Reasons For Selling a Business

Ten Reasons Why Business Owners Sell Their Companies

Business owners will sell a business for a variety of reasons. We've listed out the Top 10 reasons that business owners decide to exit a business and put a company up for sale.

At some point in time, every business owner contemplates getting out of their business.

Reasons For Selling a Business

For business buyers, understanding the reason a business owner is selling can be very useful information.
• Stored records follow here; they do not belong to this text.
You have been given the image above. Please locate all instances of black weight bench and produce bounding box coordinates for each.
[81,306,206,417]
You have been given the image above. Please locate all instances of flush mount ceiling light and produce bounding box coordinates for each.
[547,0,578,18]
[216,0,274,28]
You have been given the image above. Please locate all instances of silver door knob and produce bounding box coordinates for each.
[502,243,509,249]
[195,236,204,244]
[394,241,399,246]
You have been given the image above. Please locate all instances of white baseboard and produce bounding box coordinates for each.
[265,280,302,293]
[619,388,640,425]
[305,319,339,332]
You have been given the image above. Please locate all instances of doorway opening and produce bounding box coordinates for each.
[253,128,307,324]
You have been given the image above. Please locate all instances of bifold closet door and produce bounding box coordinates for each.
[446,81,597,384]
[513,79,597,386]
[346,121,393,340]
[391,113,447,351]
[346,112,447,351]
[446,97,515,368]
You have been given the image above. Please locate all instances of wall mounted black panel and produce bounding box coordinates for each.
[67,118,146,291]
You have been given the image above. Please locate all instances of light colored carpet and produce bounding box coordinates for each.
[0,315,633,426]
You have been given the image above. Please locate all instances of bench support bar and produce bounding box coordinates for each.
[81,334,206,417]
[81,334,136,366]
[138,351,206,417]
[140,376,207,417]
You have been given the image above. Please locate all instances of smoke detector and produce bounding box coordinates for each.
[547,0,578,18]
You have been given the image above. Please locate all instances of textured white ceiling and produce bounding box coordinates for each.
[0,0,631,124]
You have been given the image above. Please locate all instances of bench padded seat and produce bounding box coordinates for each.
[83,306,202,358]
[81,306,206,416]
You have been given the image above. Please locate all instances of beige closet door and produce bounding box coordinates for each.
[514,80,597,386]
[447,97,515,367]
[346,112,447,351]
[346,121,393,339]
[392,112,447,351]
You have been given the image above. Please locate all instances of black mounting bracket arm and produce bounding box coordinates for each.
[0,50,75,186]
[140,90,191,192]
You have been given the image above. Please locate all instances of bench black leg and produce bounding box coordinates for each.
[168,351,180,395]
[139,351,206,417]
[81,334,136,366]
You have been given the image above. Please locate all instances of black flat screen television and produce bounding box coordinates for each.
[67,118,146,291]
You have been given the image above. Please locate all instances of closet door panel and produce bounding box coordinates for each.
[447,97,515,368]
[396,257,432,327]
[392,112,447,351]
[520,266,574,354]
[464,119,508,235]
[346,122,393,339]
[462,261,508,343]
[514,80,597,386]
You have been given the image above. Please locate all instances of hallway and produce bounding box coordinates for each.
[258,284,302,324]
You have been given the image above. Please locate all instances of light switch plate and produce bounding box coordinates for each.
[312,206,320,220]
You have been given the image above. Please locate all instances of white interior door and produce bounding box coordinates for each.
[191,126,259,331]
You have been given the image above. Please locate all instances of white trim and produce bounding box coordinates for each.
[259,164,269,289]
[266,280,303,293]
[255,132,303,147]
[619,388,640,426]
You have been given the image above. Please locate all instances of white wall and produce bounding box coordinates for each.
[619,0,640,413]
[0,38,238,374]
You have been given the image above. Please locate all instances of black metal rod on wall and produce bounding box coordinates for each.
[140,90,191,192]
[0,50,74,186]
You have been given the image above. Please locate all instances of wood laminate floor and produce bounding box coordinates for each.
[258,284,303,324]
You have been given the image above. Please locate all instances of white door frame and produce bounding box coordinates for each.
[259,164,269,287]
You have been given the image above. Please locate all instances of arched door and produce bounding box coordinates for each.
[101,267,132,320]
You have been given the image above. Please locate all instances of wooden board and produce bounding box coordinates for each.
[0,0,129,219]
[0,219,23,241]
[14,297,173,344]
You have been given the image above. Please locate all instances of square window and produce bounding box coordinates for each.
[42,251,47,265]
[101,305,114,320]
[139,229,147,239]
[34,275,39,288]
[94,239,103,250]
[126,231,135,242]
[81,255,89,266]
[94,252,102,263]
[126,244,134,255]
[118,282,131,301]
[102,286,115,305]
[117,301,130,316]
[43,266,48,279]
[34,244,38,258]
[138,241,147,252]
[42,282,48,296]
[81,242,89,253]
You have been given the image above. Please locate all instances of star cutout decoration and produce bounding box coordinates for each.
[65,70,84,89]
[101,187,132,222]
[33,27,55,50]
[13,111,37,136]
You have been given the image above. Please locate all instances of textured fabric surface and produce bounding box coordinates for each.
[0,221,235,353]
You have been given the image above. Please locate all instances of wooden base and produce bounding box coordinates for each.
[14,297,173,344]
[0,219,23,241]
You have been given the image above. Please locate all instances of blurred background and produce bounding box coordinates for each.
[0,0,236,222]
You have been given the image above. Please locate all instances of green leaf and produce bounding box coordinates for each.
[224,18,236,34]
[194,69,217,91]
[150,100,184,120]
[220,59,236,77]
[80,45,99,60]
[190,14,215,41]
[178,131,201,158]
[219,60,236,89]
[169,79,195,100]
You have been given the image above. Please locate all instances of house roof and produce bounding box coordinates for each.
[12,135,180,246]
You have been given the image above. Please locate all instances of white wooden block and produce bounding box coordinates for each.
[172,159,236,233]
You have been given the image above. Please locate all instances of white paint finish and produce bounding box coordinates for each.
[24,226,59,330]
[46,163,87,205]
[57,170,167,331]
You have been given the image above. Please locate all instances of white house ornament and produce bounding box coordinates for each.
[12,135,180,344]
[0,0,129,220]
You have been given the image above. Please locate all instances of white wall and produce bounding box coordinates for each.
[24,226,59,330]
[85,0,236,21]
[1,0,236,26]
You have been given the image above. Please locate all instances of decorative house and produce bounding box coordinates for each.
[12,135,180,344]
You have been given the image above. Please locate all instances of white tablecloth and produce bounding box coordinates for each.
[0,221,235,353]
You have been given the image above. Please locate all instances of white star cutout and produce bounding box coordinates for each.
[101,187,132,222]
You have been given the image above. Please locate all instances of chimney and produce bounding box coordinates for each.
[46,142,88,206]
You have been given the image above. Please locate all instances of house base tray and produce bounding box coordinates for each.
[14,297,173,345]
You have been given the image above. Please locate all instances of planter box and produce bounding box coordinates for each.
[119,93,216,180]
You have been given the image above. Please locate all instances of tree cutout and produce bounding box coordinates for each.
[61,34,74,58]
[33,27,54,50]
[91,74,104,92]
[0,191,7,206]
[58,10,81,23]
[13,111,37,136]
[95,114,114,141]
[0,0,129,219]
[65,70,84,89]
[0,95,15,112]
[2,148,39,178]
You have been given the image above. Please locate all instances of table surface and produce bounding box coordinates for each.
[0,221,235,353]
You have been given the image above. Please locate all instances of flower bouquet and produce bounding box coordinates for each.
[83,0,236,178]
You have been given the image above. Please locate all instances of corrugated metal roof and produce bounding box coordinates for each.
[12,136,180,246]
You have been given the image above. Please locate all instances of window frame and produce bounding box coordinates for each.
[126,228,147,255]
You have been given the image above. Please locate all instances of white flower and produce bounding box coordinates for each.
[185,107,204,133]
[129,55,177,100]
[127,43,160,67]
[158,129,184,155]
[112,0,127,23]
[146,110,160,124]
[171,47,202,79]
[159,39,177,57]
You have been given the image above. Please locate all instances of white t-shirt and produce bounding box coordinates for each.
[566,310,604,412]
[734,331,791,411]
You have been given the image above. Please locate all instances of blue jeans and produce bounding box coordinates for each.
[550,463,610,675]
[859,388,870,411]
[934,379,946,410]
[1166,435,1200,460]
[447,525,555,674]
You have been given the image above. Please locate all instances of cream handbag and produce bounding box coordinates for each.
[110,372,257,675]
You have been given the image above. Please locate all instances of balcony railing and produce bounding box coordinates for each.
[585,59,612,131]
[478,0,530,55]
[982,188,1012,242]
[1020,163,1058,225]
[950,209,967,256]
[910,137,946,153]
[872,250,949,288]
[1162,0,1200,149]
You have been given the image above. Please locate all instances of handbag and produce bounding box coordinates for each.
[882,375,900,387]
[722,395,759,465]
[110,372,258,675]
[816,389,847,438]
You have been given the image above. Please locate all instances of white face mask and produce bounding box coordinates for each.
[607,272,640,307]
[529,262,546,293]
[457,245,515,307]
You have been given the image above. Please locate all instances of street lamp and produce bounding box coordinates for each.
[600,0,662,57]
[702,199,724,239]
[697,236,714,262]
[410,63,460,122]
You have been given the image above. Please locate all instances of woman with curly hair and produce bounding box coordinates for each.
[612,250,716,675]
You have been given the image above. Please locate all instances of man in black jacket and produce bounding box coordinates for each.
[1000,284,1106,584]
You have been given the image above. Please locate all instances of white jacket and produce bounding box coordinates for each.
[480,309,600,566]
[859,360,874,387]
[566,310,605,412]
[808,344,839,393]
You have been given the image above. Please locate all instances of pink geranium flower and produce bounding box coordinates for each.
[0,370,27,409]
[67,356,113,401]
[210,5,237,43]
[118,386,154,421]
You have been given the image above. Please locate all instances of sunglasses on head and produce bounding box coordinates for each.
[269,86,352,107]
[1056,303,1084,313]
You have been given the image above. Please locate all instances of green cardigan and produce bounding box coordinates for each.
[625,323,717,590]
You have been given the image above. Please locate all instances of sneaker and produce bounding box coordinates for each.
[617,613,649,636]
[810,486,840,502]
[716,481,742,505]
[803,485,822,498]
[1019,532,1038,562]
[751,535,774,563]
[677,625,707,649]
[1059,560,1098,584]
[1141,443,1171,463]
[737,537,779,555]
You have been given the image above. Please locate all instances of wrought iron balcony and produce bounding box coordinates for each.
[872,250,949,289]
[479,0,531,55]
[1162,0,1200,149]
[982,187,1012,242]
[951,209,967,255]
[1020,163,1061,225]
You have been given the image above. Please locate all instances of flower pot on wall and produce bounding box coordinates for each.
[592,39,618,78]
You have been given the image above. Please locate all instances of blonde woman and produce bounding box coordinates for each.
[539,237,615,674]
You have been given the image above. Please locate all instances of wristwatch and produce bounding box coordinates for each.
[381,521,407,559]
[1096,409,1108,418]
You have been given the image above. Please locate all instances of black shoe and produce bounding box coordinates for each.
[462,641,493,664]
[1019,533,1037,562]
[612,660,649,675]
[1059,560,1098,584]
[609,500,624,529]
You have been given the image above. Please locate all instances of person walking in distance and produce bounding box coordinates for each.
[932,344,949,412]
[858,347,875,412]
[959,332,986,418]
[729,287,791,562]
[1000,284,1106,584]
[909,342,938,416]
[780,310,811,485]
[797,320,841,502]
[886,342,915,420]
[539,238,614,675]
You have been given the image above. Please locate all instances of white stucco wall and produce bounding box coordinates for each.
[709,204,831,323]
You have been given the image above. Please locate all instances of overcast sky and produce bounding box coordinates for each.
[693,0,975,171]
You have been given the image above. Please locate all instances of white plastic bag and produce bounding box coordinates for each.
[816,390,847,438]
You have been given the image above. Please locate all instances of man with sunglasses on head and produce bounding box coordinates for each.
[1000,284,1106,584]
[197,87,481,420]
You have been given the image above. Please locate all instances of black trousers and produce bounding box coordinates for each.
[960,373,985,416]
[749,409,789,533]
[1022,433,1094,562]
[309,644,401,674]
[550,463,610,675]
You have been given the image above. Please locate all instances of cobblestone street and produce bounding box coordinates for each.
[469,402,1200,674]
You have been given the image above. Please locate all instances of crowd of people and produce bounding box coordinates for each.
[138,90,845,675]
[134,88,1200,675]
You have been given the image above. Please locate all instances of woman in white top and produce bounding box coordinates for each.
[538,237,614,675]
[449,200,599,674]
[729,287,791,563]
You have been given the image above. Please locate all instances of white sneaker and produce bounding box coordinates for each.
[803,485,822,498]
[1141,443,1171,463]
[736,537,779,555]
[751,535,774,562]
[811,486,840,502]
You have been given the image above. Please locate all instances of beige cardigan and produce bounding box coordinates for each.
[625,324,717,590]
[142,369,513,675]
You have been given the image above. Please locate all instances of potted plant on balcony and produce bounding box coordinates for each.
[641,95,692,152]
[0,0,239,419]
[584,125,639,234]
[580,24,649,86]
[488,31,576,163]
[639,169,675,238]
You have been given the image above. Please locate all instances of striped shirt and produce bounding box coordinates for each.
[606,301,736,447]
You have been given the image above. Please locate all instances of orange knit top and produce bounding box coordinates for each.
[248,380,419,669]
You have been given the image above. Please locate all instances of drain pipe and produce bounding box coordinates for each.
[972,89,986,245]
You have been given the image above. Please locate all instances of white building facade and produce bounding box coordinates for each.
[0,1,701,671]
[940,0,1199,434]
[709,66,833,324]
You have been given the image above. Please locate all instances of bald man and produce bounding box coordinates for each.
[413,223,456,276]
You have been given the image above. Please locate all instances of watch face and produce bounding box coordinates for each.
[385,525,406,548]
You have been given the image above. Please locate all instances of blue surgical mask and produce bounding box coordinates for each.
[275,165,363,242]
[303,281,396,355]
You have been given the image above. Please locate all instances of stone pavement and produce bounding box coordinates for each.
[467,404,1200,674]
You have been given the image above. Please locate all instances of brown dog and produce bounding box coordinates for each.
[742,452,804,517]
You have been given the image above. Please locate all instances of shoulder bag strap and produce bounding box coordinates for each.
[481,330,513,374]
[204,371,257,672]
Here's our list of reasons why business owners sell their companies:

  • Personal Exhaustion - Some business owners sell simply because they are tired. Maybe the business is too dependent on the effort of the owner, and the owner cannot extricate themselves from work overload. Buyers entering this type of selling situation should make sure that they are not setting themselves up for exhaustion, similar to that of the previous owner.
  • Ready for New Challenges - The selling owner may simply be looking for a change of scenery. This is a great opportunity for the buyer, especially if the business is running well and is not overly dependent on the efforts and talents of the current owner.
  • Ready for Retirement - This is an increasingly common reason for selling a business. With baby boomers who own businesses all suddenly starting to think about retirement, the expectation is that there will be a large increase in the supply of businesses for sale. This is good news for business buyers because it will put downward pressure on pricing for business-for-sale transactions.
  • Cashing Out -You don't have to be on the verge of retirement to be in a mode where you want to spend more time on the golf course, buy that Porsche you've always wanted, or travel around the world in style. In some cases, sellers will cash out on a business just to have the financial freedom to enjoy life a little more or spend more quality time with the family.
  • Knowing That The Business Has Reached a Peak - Sometimes, a selling business owner knows that the business performance for the last few years is not sustainable. Maybe the market is changing in a way that will make the firm's offerings obsolete or less desirable. Unfortunately, this is a bad situation for a business buyer that may not have the seller's insider knowledge on why prospects for the future are not so rosy.
  • Medical Problems -It's very common for a business owner to have a debilitating medical crisis, either personally or with a loved one, that prevents them from continuing to own and operate a business. In some cases, these sellers are selling under duress, which can work in the favor of business buyers.
  • Divorce -In a divorce decree, it's sometimes declared that the spouses should liquidate equity interests in a business and split the proceeds with their ex-spouse. Again, this bad news situation for the couple can be a good news situation for a prospective business buyer because the divorcees may be eager to move quickly and get the issues behind them, even if this involves selling the business at a lower-than-desired price.
  • Strong Buyer Interest - They say that everything is for sale, if the price is right. That's often true with businesses too. If buyers make an offer to a seller who otherwise had no intention of selling, that selling business owner may decide to sell. For buyers, a key takeaway is that offering to buy a business when the business is not for sale may create a business opportunity that might otherwise not exist.
  • Business Is Struggling - Owning a struggling business is no fun at all. Many business owners will toss in the towel when things get tough enough. This can create a good opportunity for business buyers, but it's important to diagnose why the business is struggling and whether its fortunes can be turned around.
  • An Up Economy or Market - Business owners do best when they have a strong track record of positive cash flows and the prospects for the business to continue to do well in the future. In a booming economy, prospective buyers often get euphoric and become unrealistic about the future prospects for a company. They tend to overpay. Selling business owners know this, and that's why you'll see more business-for-sale activity in a booming market than in a flat or down market.